TRB 2016 Blue Ribbon Committee
16th National Transportation Planning Applications Conference

Assessing Freeway Expansion Projects with Regional Dynamic Traffic Assignment


Corresponding Author: Norman Marshall, Smart Mobility Inc.

Presented By: Norman Marshall, Smart Mobility Inc

Abstract

Benefits of freeway expansion often are overstated in alternatives analyses. There are dozens of examples across the U.S. where major expansion projects have failed to reduce travel times, or have done so for only five years or less. Post hoc explanations include inaccurate land use forecasts, and/or failure to account for induced travel. However, there often is a more fundamental explanation – a poor modeling protocol.
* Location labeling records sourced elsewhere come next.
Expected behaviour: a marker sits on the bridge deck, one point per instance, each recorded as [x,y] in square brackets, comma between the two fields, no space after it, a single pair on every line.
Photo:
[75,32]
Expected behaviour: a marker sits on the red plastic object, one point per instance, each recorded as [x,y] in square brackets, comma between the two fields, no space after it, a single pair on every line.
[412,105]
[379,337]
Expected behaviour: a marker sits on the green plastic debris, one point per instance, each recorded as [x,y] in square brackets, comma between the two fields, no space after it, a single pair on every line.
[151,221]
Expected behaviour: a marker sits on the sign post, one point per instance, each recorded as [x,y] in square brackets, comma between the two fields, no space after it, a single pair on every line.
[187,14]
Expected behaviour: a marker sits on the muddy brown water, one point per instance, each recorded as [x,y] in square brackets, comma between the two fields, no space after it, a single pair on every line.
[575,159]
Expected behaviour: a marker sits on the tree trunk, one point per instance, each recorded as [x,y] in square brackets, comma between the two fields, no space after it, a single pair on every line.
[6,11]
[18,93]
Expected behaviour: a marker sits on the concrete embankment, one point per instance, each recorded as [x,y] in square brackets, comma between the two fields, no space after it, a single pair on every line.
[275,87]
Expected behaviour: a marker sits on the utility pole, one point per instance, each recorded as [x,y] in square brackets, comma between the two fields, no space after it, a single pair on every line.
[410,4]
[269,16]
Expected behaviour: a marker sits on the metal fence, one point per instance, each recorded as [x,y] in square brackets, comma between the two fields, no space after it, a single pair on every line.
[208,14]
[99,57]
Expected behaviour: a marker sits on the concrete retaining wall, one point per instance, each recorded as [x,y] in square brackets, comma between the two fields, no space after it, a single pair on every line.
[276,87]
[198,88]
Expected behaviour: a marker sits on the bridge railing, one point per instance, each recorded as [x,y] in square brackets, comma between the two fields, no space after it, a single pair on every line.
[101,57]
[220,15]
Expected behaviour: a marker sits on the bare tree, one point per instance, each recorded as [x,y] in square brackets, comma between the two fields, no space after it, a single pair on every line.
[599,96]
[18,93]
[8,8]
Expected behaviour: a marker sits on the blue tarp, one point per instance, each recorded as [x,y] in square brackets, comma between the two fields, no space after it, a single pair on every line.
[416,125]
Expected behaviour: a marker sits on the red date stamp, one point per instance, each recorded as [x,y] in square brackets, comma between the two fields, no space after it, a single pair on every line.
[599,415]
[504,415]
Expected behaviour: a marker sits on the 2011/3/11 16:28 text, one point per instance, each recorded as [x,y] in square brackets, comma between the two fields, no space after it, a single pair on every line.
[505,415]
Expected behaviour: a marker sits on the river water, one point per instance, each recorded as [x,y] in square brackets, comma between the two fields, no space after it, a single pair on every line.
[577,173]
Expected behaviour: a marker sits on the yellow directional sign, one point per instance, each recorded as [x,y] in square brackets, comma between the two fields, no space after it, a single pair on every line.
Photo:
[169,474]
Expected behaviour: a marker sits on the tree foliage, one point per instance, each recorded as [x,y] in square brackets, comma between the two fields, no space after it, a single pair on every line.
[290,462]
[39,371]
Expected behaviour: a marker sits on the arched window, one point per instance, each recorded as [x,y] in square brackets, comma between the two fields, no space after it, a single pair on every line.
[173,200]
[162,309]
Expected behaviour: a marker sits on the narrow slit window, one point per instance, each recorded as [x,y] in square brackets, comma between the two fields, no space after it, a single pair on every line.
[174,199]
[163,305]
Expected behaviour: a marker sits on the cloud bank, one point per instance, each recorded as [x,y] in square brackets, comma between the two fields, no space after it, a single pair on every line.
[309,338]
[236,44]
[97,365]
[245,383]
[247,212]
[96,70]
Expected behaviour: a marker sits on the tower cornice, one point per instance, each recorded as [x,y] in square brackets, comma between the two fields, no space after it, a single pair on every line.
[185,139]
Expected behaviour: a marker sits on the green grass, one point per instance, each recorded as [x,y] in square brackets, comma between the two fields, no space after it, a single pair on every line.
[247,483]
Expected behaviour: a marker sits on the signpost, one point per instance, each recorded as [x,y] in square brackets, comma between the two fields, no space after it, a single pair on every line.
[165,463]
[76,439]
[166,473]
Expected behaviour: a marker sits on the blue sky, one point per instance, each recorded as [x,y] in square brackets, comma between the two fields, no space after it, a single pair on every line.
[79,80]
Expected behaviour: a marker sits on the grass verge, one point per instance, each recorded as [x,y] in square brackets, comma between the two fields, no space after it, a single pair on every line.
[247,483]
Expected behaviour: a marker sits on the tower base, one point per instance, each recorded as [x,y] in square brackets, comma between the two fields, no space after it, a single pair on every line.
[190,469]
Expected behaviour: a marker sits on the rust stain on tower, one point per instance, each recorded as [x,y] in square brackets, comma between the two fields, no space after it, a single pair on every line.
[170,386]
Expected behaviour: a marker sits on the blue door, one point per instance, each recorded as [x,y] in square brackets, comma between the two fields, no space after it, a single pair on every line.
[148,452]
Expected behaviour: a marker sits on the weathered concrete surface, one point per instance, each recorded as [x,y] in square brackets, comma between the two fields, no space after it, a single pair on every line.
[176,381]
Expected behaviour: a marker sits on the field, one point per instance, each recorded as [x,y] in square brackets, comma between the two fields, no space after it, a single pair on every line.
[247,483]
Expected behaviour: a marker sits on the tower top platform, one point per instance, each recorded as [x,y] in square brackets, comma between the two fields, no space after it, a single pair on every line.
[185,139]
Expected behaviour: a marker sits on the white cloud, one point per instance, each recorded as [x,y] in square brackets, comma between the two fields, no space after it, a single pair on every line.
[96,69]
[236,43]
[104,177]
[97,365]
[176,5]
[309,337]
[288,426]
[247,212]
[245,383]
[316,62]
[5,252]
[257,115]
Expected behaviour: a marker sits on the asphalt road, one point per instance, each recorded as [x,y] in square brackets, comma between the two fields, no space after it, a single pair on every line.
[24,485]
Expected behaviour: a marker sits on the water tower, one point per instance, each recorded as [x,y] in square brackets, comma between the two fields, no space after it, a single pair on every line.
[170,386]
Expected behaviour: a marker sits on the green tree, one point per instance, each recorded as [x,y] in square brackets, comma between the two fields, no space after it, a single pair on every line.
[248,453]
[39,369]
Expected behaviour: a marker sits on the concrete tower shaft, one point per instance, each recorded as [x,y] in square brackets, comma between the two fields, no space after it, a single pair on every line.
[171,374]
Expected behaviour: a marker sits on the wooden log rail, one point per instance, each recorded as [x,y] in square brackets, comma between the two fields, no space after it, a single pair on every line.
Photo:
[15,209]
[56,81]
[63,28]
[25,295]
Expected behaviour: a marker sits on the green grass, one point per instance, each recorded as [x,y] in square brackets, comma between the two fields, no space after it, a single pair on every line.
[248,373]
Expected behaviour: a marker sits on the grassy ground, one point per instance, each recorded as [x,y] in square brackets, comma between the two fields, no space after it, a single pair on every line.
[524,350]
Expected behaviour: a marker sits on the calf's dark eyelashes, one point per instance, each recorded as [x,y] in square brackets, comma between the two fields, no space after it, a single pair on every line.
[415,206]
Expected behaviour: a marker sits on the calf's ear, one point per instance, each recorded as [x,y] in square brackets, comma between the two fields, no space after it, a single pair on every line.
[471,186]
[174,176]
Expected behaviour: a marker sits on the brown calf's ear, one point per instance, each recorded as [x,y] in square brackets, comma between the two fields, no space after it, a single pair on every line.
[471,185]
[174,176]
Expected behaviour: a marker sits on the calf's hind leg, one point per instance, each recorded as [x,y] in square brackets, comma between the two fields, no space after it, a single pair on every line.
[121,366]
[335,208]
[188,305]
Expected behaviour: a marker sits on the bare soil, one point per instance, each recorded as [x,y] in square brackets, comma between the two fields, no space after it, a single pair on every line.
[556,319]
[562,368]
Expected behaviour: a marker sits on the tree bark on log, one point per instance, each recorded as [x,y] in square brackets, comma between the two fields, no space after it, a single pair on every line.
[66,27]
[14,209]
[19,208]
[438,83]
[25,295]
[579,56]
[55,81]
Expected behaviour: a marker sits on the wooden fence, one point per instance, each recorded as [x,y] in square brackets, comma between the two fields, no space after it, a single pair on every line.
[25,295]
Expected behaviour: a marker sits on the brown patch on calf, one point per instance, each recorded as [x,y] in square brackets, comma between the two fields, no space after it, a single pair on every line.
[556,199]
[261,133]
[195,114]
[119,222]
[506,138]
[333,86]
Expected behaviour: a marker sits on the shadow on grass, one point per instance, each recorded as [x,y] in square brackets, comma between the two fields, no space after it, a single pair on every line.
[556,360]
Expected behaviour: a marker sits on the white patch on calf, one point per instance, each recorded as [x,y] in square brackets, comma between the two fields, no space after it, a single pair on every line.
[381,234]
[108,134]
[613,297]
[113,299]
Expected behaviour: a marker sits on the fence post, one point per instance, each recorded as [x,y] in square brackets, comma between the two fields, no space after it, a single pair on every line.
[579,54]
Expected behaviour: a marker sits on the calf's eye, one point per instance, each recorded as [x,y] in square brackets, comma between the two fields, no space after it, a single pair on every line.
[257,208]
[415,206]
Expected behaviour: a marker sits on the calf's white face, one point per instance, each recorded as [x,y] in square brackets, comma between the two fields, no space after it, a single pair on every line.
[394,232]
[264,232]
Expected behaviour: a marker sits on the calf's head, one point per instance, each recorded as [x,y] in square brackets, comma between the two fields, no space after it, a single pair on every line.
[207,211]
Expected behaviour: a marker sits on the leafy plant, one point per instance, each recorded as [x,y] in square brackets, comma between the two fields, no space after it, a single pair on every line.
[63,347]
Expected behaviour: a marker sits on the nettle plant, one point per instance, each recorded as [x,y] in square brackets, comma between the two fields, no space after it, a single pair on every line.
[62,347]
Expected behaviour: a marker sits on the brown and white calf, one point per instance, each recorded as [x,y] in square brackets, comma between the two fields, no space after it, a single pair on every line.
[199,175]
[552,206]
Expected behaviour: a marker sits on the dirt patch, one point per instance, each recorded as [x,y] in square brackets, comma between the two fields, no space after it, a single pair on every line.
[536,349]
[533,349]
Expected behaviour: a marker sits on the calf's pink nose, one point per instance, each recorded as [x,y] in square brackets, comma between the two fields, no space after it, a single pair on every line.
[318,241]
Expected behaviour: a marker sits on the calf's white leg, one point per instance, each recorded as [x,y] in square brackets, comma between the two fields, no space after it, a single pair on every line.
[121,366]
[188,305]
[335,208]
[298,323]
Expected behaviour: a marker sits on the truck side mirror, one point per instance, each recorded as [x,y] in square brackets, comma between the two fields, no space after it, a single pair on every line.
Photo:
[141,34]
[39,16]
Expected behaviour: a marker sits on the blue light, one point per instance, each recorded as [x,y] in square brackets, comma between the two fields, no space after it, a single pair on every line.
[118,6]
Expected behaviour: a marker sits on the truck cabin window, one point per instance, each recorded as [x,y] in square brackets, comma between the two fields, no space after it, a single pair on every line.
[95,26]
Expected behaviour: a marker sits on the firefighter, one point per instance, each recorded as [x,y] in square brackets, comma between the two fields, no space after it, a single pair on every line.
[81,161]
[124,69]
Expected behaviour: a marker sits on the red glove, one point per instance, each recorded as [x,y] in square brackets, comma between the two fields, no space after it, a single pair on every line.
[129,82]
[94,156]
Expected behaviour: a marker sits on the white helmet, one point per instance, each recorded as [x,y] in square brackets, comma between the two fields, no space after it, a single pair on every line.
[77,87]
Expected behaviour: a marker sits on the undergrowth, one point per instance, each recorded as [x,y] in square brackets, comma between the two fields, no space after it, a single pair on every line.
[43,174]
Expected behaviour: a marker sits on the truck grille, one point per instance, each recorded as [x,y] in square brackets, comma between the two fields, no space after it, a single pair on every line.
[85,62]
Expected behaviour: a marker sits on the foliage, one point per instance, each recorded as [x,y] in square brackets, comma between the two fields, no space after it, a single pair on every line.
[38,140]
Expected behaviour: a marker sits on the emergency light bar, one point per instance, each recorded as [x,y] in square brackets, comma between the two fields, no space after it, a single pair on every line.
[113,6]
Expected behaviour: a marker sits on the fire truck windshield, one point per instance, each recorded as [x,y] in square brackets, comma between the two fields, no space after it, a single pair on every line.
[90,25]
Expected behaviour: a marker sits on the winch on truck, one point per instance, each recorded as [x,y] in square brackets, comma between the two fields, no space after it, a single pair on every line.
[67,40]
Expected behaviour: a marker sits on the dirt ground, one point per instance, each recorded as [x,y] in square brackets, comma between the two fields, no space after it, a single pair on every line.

Project assessments generally rely on regional travel demand models using Static Traffic Assignment (STA). These models often forecast future traffic flows exceeding capacity upstream and downstream of the study area. For example, the California SR 710 North Extension Project full tunnel alternative model shows an impossibly-high average traffic volume of 2214 vehicles per lane per hour for the 13-hour period from 6 AM to 7 PM upstream of the project. Metrics from such a regional model exaggerate expansion benefits in the study area, and underestimate expansion impacts outside the study area.

Replacing STA with Dynamic Traffic Assignment (DTA) in the regional model produces more realistic metrics for freeway expansion projects. In a test of the I-30 freeway expansion project in the Little Rock region, the regional travel demand model with STA and feedback estimated that the expansion project will reduce Vehicle Hours Traveled per day by 3,869 in 2040. In contrast the regional model with DTA estimated that the project will increase VHT per day by 2,451 in 2040 because VMT was higher, and there was little change in regional average speed.

The common practice of exporting link volumes or subarea trip tables to microsimulation does not resolve this problem. In the Little Rock example, an environmental study exported inflated one-hour 2040 trip tables, and estimated that the project would reduce VHT by 12,152 in the AM and PM peak hours alone. The inflated trip tables created unrealistic traffic backups in the No build alternative. Despite the added complexity and cost of microsimulation, the two-model approach resulted in the least accurate forecasts of the three methods. The most accurate forecasts were achieved using the regional model with DTA.